A new study examining the link between a child’s participation in an organized sport and their mental health found that those who participate in team sports may be less likely to have mental health problems.
According to the study published in PLOS One, the researchers used data from more than 11,000 US children between the ages of 9 and 13.
Parents and guardians self-reported their child’s mental health problems using a ‘Child Behavior Checklist’. In addition, they were given a long list of activities (sports, music, hobbies) and asked to indicate their child’s lifetime involvement in each activity.
The researchers found that participating in a team sport was associated with 10% lower scores for anxiety/depression, 19% lower scores for reclusiveness/depression, 17% lower scores for social problems, 17% lower scores for thought problems compared to participation in no sport and 12% lower values was related to attention problems scores.
Conversely, participation in an individual sport was associated with 16% higher scores for anxiety/depression, 14% higher scores for withdrawn/depression, 12% higher scores for social problems, and 14% higher scores for attention problems compared to participation in no sport.
“It is possible that some children and adolescents participating in individual sports experience significant stress associated with independent performance, which could contribute to mental health problems,” the study authors explained.
Furthermore, athletes who participated in both a team and an individual sport did not display different mental health profiles compared to non-exercise children and adolescents.
“The results suggest that participation in team sports was associated with fewer mental health problems, while participation in individual sports was associated with greater mental health problems,” the study authors continued. “The results suggest so [the] Sport can be a prominent factor in the relationship between sport participation and mental health.”
Overall, there were fewer mental health problems among women compared to men and among those who identified as Black and Asian compared to those who identified as White.
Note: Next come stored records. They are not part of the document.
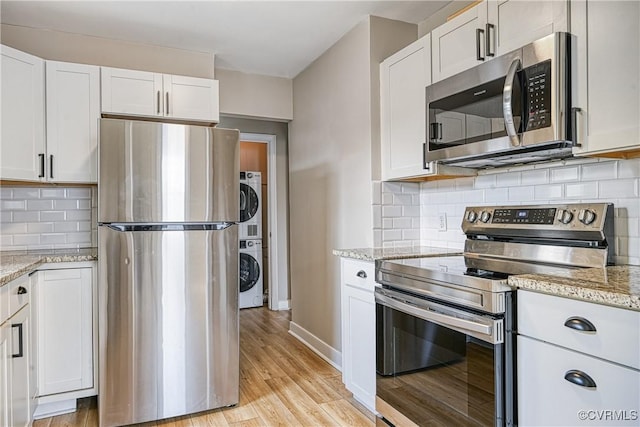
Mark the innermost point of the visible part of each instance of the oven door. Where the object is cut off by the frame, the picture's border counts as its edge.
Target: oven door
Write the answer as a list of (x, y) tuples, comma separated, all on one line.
[(439, 365)]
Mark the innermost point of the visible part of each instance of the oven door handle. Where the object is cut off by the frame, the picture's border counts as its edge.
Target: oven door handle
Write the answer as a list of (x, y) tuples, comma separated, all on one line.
[(431, 315)]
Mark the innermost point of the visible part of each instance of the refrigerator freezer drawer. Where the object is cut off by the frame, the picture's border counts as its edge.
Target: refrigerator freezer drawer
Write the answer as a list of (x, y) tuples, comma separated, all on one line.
[(157, 172), (168, 308)]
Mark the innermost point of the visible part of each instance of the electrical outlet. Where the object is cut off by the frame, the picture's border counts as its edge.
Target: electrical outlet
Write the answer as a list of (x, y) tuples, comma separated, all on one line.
[(442, 221)]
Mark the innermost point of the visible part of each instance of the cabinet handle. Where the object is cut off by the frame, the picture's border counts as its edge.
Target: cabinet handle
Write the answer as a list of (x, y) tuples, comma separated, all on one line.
[(479, 31), (41, 156), (580, 324), (20, 352), (579, 378), (487, 49)]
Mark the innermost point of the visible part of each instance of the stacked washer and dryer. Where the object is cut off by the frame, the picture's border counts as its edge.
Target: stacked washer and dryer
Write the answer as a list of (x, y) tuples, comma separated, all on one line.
[(251, 280)]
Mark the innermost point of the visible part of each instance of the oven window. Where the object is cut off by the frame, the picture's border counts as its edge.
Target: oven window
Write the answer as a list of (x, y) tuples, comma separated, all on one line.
[(434, 375), (473, 115)]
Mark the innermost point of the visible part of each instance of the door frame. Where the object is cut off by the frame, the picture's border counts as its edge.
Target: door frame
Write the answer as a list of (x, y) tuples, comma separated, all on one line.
[(275, 277)]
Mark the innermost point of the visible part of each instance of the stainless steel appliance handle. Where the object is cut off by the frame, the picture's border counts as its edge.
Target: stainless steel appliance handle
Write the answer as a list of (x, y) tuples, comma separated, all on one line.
[(507, 94), (479, 31), (428, 312)]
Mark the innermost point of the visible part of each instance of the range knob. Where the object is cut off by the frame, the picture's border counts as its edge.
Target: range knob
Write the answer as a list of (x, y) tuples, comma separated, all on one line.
[(587, 216), (565, 216)]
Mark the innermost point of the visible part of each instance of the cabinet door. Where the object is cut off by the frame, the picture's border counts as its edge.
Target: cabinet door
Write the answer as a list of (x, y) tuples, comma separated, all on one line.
[(546, 398), (73, 112), (457, 44), (191, 98), (65, 325), (5, 376), (607, 87), (403, 78), (20, 396), (517, 23), (131, 92), (22, 116)]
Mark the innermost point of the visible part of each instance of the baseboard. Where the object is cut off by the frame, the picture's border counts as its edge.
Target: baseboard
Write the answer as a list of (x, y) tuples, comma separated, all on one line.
[(284, 305), (321, 348)]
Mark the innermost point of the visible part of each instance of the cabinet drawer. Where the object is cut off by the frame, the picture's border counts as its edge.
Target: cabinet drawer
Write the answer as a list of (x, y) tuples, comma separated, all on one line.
[(546, 398), (19, 292), (359, 274), (615, 338)]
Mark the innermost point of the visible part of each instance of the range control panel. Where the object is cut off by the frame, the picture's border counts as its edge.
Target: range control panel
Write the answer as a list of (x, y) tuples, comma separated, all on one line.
[(502, 220)]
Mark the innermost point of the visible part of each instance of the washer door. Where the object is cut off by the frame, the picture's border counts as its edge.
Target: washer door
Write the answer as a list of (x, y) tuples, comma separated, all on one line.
[(248, 202), (249, 272)]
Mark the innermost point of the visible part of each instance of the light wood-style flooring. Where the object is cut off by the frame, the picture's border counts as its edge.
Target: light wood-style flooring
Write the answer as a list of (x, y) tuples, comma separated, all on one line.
[(282, 383)]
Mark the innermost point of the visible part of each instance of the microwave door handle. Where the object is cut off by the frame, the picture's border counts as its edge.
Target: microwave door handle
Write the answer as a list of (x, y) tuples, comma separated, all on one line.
[(507, 102)]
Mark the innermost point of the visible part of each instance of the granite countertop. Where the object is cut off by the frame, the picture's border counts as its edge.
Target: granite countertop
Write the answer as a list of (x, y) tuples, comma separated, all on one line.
[(617, 286), (14, 264), (372, 254)]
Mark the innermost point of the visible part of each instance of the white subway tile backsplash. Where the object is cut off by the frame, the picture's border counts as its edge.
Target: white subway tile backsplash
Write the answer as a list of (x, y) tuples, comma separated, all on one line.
[(582, 190), (40, 205), (48, 217), (599, 171), (619, 188), (565, 174), (547, 192)]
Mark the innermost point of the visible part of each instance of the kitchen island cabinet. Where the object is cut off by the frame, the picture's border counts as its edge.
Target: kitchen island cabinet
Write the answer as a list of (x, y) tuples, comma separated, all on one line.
[(607, 87), (155, 95)]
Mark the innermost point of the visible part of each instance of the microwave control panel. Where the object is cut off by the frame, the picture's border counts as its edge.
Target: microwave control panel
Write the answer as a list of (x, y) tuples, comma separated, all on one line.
[(537, 84)]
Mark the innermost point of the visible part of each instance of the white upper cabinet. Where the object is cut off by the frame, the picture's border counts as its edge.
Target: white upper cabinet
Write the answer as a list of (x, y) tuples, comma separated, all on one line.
[(492, 28), (22, 115), (517, 23), (403, 77), (607, 81), (460, 44), (141, 93), (73, 112)]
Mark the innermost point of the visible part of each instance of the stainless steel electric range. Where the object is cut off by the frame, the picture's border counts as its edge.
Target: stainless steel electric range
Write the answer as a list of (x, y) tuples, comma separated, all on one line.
[(445, 332)]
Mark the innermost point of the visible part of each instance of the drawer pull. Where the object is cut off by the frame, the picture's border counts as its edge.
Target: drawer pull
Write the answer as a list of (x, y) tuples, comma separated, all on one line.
[(580, 324), (580, 378)]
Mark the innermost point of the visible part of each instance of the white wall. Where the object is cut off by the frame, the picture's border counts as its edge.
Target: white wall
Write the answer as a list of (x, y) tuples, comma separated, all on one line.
[(253, 95), (331, 152)]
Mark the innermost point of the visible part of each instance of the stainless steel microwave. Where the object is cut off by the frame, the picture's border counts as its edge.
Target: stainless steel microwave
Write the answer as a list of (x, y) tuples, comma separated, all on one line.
[(515, 108)]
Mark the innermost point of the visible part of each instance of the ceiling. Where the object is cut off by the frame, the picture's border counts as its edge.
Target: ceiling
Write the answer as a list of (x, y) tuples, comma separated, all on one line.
[(277, 38)]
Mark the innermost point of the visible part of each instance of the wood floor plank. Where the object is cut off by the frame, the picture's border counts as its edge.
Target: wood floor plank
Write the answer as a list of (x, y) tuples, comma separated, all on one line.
[(282, 382), (345, 414)]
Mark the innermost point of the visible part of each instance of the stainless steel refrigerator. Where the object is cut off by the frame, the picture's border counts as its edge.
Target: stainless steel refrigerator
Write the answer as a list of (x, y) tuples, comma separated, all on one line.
[(168, 197)]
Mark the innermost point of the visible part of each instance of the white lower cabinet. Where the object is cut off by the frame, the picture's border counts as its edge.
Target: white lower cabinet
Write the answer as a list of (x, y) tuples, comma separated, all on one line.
[(574, 363), (358, 330), (67, 335)]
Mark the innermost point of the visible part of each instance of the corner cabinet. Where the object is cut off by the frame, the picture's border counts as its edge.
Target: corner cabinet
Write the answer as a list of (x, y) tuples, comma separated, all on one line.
[(358, 330), (576, 366), (66, 336), (607, 87), (73, 112), (23, 135), (141, 93), (492, 28)]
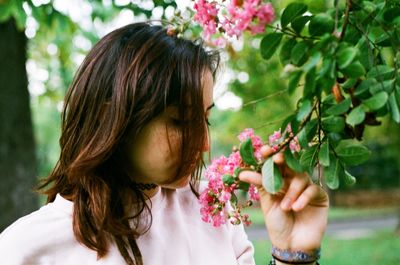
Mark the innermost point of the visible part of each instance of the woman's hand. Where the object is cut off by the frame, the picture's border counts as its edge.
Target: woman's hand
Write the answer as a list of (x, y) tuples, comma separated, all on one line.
[(296, 217)]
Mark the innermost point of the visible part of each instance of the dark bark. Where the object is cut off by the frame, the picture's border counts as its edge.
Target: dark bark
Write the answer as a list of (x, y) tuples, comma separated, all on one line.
[(17, 147)]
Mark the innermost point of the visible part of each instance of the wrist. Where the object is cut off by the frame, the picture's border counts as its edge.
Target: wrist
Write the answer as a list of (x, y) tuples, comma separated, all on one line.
[(289, 256), (282, 263)]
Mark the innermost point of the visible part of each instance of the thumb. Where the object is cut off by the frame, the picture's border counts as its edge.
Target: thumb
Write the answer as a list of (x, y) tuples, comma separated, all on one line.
[(266, 199)]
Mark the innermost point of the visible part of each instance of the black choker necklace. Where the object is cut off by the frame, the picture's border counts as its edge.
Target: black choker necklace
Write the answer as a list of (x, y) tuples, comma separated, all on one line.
[(145, 186)]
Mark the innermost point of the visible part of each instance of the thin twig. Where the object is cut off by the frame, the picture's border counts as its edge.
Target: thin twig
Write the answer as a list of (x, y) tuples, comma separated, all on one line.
[(346, 18), (264, 98)]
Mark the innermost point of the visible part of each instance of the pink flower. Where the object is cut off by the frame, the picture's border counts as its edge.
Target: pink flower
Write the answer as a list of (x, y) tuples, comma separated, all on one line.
[(266, 14), (253, 193), (239, 16), (206, 15), (294, 145), (275, 139)]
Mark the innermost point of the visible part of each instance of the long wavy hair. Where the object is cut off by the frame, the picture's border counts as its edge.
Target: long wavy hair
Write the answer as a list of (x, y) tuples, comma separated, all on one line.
[(128, 78)]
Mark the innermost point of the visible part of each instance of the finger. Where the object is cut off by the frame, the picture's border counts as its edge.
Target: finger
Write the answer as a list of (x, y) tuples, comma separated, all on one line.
[(296, 186), (313, 195), (279, 159)]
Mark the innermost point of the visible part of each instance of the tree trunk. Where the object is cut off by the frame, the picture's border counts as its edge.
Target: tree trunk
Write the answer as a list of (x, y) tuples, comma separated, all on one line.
[(17, 147)]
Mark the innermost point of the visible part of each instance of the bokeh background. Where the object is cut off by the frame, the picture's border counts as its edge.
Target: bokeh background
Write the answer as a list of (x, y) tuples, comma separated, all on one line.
[(42, 43)]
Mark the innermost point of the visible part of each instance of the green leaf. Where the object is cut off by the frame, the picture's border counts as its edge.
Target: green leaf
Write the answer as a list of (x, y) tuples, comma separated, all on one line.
[(333, 124), (363, 88), (346, 56), (348, 178), (352, 153), (350, 83), (312, 62), (247, 152), (323, 155), (307, 133), (381, 72), (394, 108), (228, 179), (321, 24), (355, 69), (304, 110), (391, 13), (272, 179), (383, 41), (327, 68), (299, 53), (382, 86), (310, 83), (340, 108), (299, 23), (269, 44), (294, 81), (291, 12), (377, 101), (291, 161), (286, 49), (309, 158), (356, 116), (332, 173)]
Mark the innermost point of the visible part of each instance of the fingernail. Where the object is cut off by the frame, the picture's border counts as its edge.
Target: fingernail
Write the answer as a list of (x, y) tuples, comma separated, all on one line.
[(297, 205), (285, 204)]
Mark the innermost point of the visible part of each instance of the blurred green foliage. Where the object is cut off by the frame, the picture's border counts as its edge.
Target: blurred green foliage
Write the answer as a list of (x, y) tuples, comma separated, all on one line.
[(57, 46)]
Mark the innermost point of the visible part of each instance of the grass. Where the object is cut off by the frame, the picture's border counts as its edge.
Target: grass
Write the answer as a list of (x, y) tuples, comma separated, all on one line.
[(335, 214), (381, 248)]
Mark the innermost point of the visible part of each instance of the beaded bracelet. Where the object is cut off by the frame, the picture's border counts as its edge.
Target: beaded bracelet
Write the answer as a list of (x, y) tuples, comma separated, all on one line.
[(272, 262), (295, 257)]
“The results of this study, coupled with previous research, suggest that participation in organized team sports can be a useful medium to promote mental health in children and adolescents,” the authors added. “Efforts to provide affordable opportunities for children and young people to join organized team sports leagues/clubs outside of school may require further attention, particularly for families facing socio-economic challenges.”
One possible limitation the researchers found was the use of parental self-reports, noting that it’s possible that parents who enroll their children in individual sports tend to attribute the problematic aspects of their children’s emotional and behavioral behaviors overestimate. Alternatively, it is also plausible that parents who register their children in team sports are more likely to see their children interacting positively with their peers and therefore tend to underestimate possible mental health problems.
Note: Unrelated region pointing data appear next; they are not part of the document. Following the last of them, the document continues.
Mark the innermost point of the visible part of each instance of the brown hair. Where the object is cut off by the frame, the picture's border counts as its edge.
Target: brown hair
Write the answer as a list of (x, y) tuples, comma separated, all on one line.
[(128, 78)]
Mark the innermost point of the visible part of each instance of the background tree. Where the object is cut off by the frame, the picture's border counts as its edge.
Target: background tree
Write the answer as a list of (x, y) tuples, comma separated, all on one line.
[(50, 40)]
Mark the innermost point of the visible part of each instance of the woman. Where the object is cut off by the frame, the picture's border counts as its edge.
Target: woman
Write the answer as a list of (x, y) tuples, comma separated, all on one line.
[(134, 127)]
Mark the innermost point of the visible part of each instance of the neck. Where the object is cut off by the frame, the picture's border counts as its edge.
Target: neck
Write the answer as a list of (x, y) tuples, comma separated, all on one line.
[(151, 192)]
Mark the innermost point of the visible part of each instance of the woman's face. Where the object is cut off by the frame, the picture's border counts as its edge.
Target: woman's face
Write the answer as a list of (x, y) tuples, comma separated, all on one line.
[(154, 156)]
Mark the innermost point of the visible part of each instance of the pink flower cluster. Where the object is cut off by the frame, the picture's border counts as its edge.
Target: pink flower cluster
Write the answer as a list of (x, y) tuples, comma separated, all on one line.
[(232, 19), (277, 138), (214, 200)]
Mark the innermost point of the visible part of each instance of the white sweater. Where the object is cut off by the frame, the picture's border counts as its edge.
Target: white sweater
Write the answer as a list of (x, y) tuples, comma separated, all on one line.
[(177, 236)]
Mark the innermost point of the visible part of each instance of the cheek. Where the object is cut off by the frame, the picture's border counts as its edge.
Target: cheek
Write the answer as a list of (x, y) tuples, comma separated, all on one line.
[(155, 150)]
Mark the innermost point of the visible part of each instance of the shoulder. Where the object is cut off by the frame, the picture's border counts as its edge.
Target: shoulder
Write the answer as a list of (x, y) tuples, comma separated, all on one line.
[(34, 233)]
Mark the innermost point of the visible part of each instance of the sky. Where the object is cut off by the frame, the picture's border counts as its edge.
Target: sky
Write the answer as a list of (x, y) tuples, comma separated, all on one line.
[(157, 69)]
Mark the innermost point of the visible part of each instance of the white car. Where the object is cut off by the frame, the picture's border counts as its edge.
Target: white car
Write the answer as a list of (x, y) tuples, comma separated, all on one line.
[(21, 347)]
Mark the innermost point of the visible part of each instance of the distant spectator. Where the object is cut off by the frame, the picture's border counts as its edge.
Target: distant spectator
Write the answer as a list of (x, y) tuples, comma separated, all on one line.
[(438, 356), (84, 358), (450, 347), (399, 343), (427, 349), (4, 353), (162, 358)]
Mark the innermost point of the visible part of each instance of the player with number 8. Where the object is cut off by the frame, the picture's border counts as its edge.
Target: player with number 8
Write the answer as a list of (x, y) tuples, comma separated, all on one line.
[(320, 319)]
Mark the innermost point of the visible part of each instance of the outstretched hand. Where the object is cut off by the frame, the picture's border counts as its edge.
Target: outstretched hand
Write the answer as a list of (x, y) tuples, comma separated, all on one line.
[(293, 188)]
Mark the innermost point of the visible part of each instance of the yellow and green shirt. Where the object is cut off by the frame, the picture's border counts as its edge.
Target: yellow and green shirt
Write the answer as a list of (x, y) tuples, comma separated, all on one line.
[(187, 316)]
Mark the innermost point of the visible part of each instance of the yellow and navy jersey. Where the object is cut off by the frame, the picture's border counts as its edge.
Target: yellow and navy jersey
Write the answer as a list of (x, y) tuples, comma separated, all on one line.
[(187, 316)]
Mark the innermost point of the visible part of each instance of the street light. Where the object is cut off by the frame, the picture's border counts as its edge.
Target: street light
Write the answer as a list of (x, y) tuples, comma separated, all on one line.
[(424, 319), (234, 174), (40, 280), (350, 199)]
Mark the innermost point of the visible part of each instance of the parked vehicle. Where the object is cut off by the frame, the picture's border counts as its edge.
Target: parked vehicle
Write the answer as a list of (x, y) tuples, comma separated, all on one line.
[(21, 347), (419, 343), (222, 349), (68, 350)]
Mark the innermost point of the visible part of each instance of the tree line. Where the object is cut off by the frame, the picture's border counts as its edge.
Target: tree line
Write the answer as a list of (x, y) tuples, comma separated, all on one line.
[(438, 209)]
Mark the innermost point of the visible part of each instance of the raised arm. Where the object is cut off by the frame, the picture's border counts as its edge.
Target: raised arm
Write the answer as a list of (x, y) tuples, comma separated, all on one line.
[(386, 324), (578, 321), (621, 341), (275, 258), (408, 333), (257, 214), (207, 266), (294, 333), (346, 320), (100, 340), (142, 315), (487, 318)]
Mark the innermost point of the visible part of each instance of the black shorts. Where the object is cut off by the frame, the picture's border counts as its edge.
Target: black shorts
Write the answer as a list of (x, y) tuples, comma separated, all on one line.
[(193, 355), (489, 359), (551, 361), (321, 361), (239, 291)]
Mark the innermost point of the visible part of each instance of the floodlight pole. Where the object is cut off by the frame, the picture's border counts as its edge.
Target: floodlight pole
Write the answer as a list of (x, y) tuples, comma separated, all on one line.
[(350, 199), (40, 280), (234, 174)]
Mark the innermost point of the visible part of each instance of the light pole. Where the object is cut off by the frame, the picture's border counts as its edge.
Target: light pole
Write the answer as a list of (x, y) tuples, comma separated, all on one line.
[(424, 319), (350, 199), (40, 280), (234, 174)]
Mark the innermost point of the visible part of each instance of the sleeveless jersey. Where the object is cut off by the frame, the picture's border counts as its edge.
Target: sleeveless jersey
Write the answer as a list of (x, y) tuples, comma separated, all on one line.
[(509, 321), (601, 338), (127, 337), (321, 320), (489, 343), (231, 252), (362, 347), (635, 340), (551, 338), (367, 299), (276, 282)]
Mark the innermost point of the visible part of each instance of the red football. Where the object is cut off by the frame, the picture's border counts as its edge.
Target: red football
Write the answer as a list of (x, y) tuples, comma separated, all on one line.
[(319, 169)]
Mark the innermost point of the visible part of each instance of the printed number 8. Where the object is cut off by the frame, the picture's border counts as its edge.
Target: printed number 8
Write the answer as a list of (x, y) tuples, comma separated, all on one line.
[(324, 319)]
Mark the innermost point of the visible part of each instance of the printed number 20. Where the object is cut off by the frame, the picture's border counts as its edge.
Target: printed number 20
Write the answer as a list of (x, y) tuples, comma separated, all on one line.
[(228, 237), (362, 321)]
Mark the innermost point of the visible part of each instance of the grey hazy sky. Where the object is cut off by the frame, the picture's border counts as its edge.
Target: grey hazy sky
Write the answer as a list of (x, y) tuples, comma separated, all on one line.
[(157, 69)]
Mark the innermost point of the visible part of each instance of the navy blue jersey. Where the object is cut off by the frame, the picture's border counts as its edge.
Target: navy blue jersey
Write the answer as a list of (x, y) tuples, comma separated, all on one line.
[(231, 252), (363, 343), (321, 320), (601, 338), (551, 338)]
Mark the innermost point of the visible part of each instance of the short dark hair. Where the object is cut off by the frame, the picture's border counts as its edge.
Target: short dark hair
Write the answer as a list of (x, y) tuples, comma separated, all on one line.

The researchers said additional research will be needed to determine to what extent and under what circumstances participation in a single sport may be problematic for youth.
In addition, the authors said that future studies could be conducted to examine the link between sports participation and mental health among minority youth (such as LGBTQ youth), who may be at increased risk of mental health problems.
These findings add to previous research suggesting that participation in team sports can be a means of supporting the mental health of children and adolescents. But other studies have also linked participation in youth sports with negative consequences such as anxiety and burnout.